The Myanmar government denies that the Rohingya are indigenous to the country, claiming instead that they are Bengali. Therefore, they’ve lacked official citizenship since 1982 and are considered by the government to be illegal aliens.
In 1978, the Rohingya were victims of a military operation to forcibly relocate them to the remote Rakhine state of Myanmar, during which they were “abused, raped, and murdered.” Similar abuses continue today due to the military’s large Parliamentary presence.
THE PROBLEM WITH AUNG SAN SUU KYI
Aung San Suu Kyi was believed to be one who could bring change to one of southeast Asia’s poorest countries; she is a Nobel Peace Prize laureate and leads Myanmar’s first democratically elected government.
Following President Obama’s meeting with Aung San Suu Kyi on 14th September, he said “Daw Suu is the first one to indicate that a lot of work remains to be done, but it’s on the right track.” President Obama uses her honorific title, Daw.
Though, she turns a blind eye to the Rohingya.
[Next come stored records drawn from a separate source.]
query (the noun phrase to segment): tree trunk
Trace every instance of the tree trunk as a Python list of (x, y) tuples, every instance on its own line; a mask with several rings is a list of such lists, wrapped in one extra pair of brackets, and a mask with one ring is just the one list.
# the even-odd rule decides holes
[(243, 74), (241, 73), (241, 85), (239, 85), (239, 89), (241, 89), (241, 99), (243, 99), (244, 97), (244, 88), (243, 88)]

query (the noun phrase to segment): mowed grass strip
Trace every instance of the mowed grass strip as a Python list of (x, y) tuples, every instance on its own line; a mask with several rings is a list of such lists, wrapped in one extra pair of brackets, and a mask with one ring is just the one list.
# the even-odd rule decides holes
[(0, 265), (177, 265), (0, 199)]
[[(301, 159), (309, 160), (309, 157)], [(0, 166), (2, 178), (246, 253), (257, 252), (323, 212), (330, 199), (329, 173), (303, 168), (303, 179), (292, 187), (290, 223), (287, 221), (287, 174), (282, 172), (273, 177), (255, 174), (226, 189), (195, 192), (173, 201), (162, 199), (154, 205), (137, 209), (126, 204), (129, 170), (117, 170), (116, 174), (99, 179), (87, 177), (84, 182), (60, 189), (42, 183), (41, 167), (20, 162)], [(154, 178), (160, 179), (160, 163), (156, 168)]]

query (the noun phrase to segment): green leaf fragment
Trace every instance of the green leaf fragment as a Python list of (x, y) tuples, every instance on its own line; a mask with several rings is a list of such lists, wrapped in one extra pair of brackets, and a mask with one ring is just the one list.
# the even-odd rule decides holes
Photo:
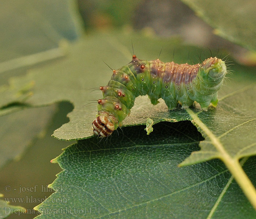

She refuses to recognize the problem as one of Myanmar’s and discourages the international community from pinning the issue to her government. And, as Myanmar’s main representative outside the country, Daw Suu’s attitude toward the Rohingya has influenced leaders across the world, namely President Obama.
U.S. INVOLVEMENT IN MYANMAR
However, Daw Suu isn’t the only one at fault. The U.S. has a vested interest in ensuring the public has a positive view of its involvement in Myanmar. After helping to forge democracy in the country and supporting Daw Suu, a controversial figure, this situation has the potential to turn out like countless failed U.S. interventions.
So, in order to preserve the United States’ image, President Obama plans to cancel the executive orders declaring a state of emergency in Myanmar. With the end of these executive orders will come the end of most sanctions imposed upon Myanmar, which President Obama claims are the benefits “from a new way of doing business and a new government.”
In reality, such actions aim to better the United States’ image in the international community, but their real effect will be the loss of leverage over Myanmar for its human rights violations.
EFFECTS OF SANCTIONS RELIEF
While some argue that sanctions have not been effective in dealing with the government’s persecution of the Rohingya people, a relief in sanctions will likely cause conditions to worsen for the minority.
The sanctions imposed on Myanmar are targeted against more than one hundred individuals, many of whom have ties to the military and were responsible for crimes against the Rohingya people. With these individuals regaining access to their finances and subsequent power, it’s unlikely the Rohingya situation will improve.
And, while they technically could be reinstated, the relief of U.S. sanctions may inspire other countries to do the same before reinstatement. Sanctions are more effective when they are imposed multilaterally for an extended and continuous period of time, so what the U.S. plans to do comes with long term side effects, most notably threatening the efficacy of future sanctions against Myanmar.
Because of this, it’s likely the international community will face difficulty if it ever decides to address the Rohingya genocide. To avoid such a scenario, President Obama should strongly reconsider his decision to remove this set of sanctions.